Critical Illness Insurance Model for Breast Cancer Patients Based on Chemotherapy Responses

Abstract

The insurance model in the form of Critical Illness (CI) is generally structured by a multi-state model that allows us to describe changes in insurance policies based on status changes experienced. The model in this study discusses the Markov process, which describes the critical illness insurance policy in each state for a continuous-time. Critical illness of breast cancer is modeled by several states consisting of A is healthy or disease-free, B is early cancer, C is cancer increase after chemo, and Y is dead from cancer. This condition is based on the response to treatment after chemotherapy. The first steps in this study are to assign a function to the transition intensity from state to state and the transition probability.
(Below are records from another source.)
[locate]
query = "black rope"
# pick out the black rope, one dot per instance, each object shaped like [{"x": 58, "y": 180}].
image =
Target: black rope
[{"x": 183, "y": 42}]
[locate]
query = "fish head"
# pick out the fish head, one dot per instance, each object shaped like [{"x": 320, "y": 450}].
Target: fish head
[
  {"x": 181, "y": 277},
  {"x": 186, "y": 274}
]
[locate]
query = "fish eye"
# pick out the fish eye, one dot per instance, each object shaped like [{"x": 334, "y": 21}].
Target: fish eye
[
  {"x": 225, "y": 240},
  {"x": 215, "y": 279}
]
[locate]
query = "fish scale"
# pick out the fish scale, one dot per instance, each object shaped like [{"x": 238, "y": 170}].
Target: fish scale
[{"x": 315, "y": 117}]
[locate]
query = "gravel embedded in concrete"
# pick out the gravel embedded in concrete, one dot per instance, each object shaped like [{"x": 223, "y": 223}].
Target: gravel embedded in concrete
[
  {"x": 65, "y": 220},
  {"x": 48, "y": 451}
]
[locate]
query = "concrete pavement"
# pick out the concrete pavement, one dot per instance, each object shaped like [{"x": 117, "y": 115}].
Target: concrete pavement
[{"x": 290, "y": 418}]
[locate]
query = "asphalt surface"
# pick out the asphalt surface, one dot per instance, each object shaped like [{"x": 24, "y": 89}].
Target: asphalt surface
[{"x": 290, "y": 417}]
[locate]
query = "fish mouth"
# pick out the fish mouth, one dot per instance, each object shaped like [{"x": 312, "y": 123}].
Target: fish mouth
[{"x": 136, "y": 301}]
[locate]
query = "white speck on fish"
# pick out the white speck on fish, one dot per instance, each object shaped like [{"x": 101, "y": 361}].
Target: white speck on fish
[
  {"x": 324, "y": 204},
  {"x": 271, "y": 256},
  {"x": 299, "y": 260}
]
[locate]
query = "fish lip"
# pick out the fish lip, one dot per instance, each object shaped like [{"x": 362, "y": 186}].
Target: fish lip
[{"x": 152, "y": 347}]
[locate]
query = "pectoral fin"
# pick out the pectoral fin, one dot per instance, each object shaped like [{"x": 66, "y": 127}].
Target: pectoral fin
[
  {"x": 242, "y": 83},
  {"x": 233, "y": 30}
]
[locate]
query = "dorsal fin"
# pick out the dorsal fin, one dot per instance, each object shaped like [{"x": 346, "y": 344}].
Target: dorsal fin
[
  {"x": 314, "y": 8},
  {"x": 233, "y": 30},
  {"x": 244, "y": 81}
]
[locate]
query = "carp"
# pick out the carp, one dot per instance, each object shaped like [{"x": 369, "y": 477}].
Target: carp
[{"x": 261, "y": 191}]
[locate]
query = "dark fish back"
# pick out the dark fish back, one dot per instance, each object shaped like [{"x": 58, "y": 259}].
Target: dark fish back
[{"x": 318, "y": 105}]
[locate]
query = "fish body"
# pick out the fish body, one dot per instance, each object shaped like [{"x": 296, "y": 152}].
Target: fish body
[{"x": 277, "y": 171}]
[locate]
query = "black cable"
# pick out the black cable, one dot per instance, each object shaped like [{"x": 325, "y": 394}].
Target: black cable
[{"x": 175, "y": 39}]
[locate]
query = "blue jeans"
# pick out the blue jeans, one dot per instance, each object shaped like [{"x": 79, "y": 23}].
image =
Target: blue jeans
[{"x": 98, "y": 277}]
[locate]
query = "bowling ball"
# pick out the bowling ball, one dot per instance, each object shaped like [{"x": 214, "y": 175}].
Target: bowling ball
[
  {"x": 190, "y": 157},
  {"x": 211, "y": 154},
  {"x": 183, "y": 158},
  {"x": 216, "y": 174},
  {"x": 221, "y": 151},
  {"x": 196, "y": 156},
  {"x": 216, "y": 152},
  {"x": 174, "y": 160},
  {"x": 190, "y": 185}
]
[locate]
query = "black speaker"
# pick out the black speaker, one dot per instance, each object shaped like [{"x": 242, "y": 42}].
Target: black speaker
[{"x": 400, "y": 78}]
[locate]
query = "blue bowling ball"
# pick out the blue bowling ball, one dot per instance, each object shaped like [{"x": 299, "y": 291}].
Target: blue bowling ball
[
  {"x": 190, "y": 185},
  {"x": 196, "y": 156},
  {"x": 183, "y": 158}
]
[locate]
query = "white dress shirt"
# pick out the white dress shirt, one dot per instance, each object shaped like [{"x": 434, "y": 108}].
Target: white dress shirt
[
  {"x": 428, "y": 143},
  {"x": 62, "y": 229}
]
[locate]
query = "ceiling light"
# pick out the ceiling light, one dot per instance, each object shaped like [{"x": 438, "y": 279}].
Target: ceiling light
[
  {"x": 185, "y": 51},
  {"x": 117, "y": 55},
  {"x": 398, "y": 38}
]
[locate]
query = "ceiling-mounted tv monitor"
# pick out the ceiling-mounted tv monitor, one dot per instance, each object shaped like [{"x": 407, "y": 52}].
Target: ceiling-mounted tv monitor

The transition probability of the multi-state model is the solution of the Kolmogorov forward differential equation. The following discussion is to create a formula for calculating the pure premium rate based on age intervals. A case study based on medical record data at dr.Sardjito Hospital is applied to calculate insurance premiums based on policies and age groups. A case study based on medical record data at dr.Sardjito Hospital is applied to calculate insurance premiums based on policies and age groups. The premium generated in this study is assumed to only depend on the number and time of state transfers. This insurance model can be an alternative to a more accurate insurance calculation based on the incidence of displacement of critically ill patients, especially breast cancer patients.